Reputation: 31
The dataframe has columns which consists of duplicate values. How do we identify the colnames which have duplicate value and their count.
data set :
A B C
1 2 a
2 3 b
3 4 a
1 5 c
I need output like
columns having duplicate values are A(2) and C(2)

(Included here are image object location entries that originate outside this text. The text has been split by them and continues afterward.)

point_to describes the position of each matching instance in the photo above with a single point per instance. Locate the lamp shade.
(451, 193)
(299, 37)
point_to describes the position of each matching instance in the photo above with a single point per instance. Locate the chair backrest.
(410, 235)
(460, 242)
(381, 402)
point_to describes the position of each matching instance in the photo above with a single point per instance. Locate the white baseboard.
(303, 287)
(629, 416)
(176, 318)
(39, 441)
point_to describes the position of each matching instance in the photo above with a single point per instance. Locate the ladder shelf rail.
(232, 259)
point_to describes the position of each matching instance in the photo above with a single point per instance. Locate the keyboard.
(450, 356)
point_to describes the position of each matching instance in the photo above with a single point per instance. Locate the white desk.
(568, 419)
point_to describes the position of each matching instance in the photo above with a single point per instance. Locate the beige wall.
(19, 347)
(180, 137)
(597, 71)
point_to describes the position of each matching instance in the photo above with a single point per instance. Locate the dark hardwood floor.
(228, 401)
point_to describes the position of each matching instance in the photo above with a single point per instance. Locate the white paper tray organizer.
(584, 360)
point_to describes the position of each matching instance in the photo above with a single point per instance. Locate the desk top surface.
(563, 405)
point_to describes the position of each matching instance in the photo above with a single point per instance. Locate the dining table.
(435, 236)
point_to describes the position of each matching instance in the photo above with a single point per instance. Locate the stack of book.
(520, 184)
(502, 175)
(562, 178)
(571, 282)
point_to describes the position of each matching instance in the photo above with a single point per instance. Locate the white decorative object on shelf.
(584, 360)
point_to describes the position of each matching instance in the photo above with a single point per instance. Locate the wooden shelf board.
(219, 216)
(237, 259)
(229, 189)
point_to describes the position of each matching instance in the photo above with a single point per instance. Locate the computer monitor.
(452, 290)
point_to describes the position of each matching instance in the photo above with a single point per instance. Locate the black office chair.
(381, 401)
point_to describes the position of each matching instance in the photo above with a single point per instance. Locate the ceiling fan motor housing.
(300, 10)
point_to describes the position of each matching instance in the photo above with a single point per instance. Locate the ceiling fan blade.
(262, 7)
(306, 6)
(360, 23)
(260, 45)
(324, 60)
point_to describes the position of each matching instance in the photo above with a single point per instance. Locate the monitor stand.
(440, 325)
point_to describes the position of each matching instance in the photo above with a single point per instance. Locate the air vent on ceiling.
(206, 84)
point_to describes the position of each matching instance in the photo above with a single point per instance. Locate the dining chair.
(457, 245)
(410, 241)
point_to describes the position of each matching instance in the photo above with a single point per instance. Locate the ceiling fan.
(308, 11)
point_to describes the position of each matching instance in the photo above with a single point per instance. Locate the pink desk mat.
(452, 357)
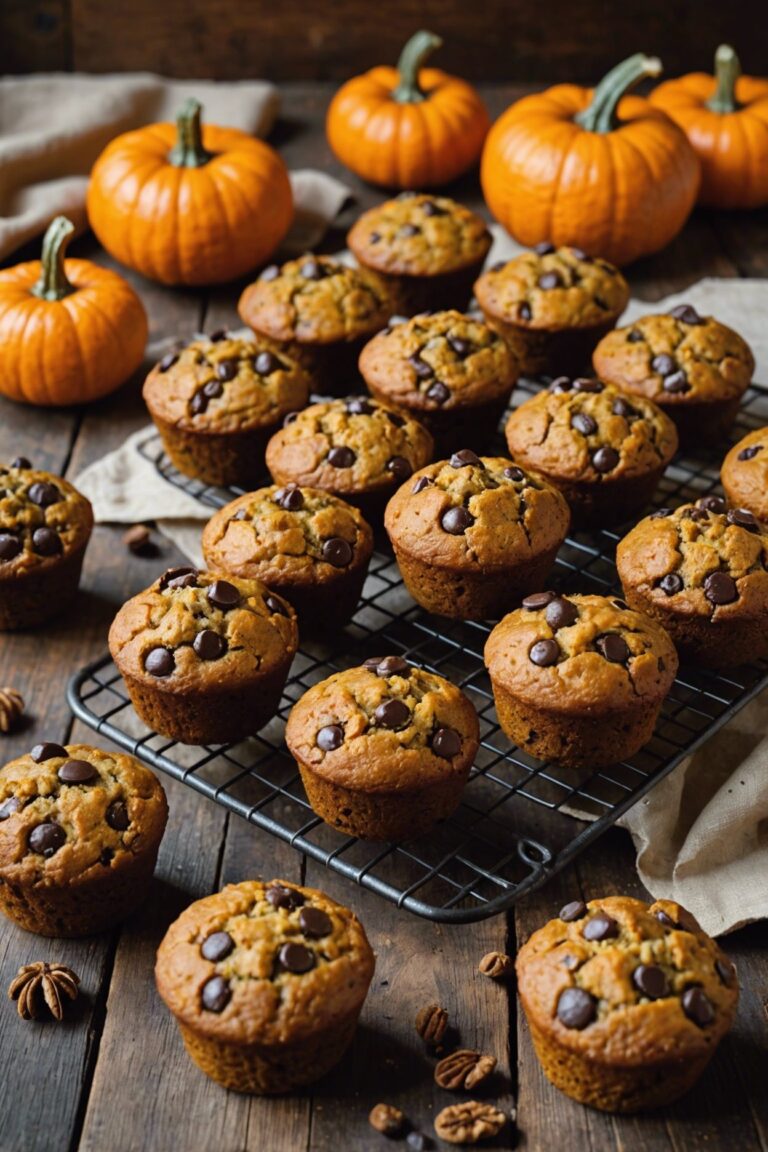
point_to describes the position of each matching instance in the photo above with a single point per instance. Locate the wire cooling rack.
(521, 820)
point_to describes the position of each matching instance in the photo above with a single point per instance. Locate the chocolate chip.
(698, 1007)
(215, 994)
(456, 521)
(222, 595)
(392, 714)
(576, 1008)
(447, 743)
(76, 772)
(331, 737)
(159, 661)
(217, 946)
(47, 839)
(314, 923)
(544, 653)
(296, 959)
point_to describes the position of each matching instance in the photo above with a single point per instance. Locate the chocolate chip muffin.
(473, 535)
(320, 312)
(266, 983)
(80, 832)
(451, 372)
(701, 571)
(204, 659)
(744, 474)
(385, 750)
(605, 451)
(625, 1001)
(427, 249)
(552, 305)
(579, 680)
(217, 402)
(304, 543)
(45, 525)
(357, 448)
(691, 365)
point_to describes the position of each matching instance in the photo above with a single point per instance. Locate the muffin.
(692, 366)
(744, 474)
(605, 451)
(552, 305)
(320, 313)
(447, 370)
(357, 448)
(204, 659)
(428, 250)
(385, 750)
(266, 983)
(45, 525)
(217, 402)
(473, 535)
(304, 543)
(579, 680)
(700, 571)
(80, 832)
(625, 1001)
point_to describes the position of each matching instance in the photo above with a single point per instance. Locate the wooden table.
(114, 1077)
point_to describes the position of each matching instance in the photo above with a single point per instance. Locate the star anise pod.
(48, 982)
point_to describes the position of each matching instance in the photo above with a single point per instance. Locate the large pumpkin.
(190, 205)
(594, 168)
(69, 331)
(408, 127)
(725, 119)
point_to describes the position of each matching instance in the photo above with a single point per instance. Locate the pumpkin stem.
(728, 70)
(53, 282)
(600, 114)
(411, 60)
(188, 151)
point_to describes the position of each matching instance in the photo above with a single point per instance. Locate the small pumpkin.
(725, 119)
(190, 205)
(594, 168)
(69, 331)
(408, 127)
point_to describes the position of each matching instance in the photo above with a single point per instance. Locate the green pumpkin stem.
(411, 60)
(600, 114)
(53, 282)
(728, 70)
(188, 151)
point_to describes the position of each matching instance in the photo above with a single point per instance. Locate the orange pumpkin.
(408, 127)
(725, 119)
(69, 331)
(595, 168)
(188, 205)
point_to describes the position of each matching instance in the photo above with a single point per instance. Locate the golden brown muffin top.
(382, 727)
(287, 536)
(567, 653)
(553, 288)
(585, 430)
(268, 963)
(316, 300)
(194, 629)
(699, 560)
(354, 445)
(626, 983)
(438, 361)
(678, 358)
(43, 518)
(419, 235)
(222, 384)
(471, 510)
(70, 813)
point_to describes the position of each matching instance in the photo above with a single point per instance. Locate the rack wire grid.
(521, 820)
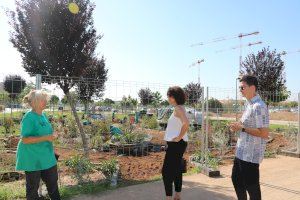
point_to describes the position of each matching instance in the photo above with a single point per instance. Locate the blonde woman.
(35, 153)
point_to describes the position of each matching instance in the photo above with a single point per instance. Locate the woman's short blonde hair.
(34, 97)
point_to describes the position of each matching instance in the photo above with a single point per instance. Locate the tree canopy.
(268, 67)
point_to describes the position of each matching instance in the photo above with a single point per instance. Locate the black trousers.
(245, 178)
(49, 177)
(171, 171)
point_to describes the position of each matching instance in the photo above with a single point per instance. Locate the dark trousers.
(245, 178)
(172, 167)
(49, 177)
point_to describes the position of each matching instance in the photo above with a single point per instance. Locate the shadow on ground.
(155, 191)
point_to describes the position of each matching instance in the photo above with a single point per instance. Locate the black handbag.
(183, 166)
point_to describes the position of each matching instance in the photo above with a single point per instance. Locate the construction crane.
(220, 39)
(283, 53)
(237, 47)
(197, 63)
(239, 36)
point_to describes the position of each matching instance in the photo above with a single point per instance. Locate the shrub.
(8, 125)
(72, 128)
(80, 166)
(206, 159)
(108, 167)
(96, 141)
(150, 122)
(215, 105)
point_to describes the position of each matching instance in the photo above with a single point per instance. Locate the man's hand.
(177, 139)
(55, 134)
(50, 138)
(235, 126)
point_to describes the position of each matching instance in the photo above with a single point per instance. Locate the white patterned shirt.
(252, 148)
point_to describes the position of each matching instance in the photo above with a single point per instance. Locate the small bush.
(108, 167)
(150, 122)
(206, 159)
(80, 166)
(72, 128)
(96, 141)
(8, 125)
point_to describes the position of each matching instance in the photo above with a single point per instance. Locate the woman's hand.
(177, 139)
(236, 126)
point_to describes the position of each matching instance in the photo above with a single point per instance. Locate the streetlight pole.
(198, 65)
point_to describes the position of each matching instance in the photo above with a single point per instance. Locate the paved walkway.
(280, 180)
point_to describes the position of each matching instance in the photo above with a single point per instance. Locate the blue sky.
(149, 41)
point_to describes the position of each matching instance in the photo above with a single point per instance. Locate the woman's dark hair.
(250, 80)
(178, 94)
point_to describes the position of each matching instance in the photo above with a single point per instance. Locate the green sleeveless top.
(38, 156)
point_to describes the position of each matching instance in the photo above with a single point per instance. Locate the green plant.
(72, 128)
(290, 134)
(150, 122)
(96, 141)
(8, 125)
(108, 167)
(80, 166)
(206, 159)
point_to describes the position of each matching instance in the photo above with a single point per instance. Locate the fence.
(140, 111)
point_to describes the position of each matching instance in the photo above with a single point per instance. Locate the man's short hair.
(250, 80)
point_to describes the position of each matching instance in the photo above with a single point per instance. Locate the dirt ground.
(281, 116)
(135, 167)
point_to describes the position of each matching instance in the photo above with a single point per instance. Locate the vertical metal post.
(206, 127)
(236, 101)
(203, 121)
(38, 81)
(298, 137)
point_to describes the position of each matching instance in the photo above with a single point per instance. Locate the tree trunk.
(83, 136)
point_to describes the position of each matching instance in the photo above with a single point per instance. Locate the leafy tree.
(73, 95)
(157, 98)
(193, 92)
(54, 101)
(30, 86)
(14, 85)
(53, 41)
(268, 67)
(146, 96)
(98, 74)
(164, 103)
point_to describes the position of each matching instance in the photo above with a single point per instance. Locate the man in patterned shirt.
(251, 145)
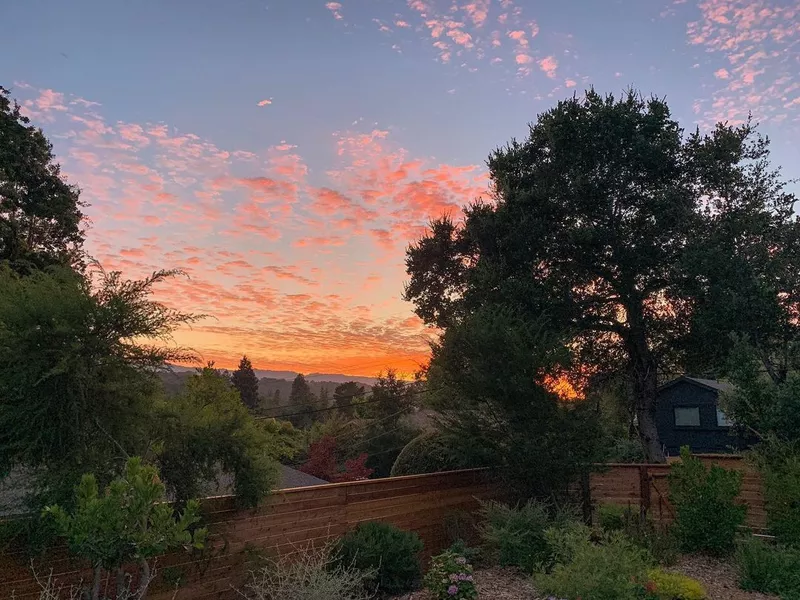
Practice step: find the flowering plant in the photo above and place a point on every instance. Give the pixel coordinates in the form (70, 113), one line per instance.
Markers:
(450, 577)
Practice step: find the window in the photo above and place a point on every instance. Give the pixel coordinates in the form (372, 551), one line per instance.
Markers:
(723, 420)
(687, 416)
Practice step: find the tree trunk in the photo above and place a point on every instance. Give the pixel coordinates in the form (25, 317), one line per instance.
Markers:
(144, 578)
(644, 383)
(643, 373)
(98, 576)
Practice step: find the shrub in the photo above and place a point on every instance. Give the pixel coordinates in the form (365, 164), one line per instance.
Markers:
(674, 586)
(515, 536)
(310, 575)
(706, 515)
(614, 569)
(129, 523)
(768, 569)
(426, 453)
(782, 498)
(392, 553)
(450, 576)
(612, 517)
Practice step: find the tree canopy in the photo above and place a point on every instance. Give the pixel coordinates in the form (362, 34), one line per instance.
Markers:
(647, 247)
(40, 213)
(245, 381)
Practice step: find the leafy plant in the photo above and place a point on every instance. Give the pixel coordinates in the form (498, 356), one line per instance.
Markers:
(770, 569)
(707, 517)
(782, 497)
(515, 536)
(392, 553)
(450, 576)
(613, 569)
(612, 517)
(674, 586)
(130, 522)
(658, 541)
(311, 574)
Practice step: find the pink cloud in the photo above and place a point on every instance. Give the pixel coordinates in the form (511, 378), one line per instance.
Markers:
(549, 65)
(335, 7)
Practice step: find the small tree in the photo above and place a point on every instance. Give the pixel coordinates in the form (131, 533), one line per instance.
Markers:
(345, 395)
(244, 379)
(129, 523)
(322, 463)
(706, 514)
(302, 402)
(40, 213)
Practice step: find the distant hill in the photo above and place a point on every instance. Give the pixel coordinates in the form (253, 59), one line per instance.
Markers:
(335, 378)
(175, 380)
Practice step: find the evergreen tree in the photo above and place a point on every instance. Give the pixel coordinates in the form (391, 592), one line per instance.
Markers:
(40, 213)
(244, 379)
(302, 402)
(347, 394)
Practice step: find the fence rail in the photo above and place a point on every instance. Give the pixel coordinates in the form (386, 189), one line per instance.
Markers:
(644, 487)
(287, 519)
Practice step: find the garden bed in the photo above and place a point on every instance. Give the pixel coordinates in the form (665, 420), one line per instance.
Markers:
(718, 577)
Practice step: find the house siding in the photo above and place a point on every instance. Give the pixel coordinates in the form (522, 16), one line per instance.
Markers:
(709, 437)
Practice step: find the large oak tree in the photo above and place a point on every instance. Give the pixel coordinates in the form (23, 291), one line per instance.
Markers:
(648, 246)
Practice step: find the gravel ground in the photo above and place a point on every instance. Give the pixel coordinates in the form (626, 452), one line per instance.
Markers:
(718, 577)
(493, 584)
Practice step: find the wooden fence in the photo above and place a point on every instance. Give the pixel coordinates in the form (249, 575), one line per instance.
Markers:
(645, 488)
(288, 519)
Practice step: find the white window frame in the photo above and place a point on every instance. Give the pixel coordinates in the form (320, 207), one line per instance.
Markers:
(722, 419)
(686, 408)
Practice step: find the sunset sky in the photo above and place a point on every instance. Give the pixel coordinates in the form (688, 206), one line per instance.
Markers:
(284, 153)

I have tried duplicated(), it returns a vector.
Upvotes: 2
Views: 435
Reputation: 887028
We can loop over the columns and find any
duplicates with table
to identify the column names
names(df1)[sapply(df1, function(x) any(table(x) > 1))]
#[1] "A" "C"
Or another base R
solution would be
names(Filter(anyDuplicated, df1))
#[1] "A" "C"
Or with tidyverse
library(tidyverse)
names(df1)[!!map_int(df1, anyDuplicated)]
#[1] "A" "C"
df1 <- structure(list(A = c(1L, 2L, 3L, 1L), B = 2:5, C = c("a", "b",
"a", "c")), class = "data.frame", row.names = c(NA, -4L))
Upvotes: 1
Reputation: 12559
To test if there are duplicate values in a column one can compare the number of unique values with the number of values in the column:
D <- read.table(header=TRUE, stringsAsFactors = FALSE, text=
"A B C
1 2 a
2 3 b
3 4 a
1 5 c")
names(D)[sapply(D, function(x) length(unique(x)))!=nrow(D)]
or
names(D)[sapply(D, function(x) any(duplicated(x)))]
Upvotes: 1
Reputation: 388862
We could use sapply
to loop column wise find the duplicated
elements and take sum
of it.
colSums(sapply(df, function(x) duplicated(x)|duplicated(x, fromLast = TRUE)))
#A B C
#2 0 2
If you need only non-zero column you could do
vals <- colSums(sapply(df, function(x)
duplicated(x)|duplicated(x, fromLast = TRUE)))
vals[vals!= 0]
#A C
#2 2
Using dplyr
we can do the same with summarise_all
library(dplyr)
df %>%
summarise_all(~sum(duplicated(.) | duplicated(., fromLast = TRUE))) %>%
select_if(~. != 0)
# A C
#1 2 2
Upvotes: 3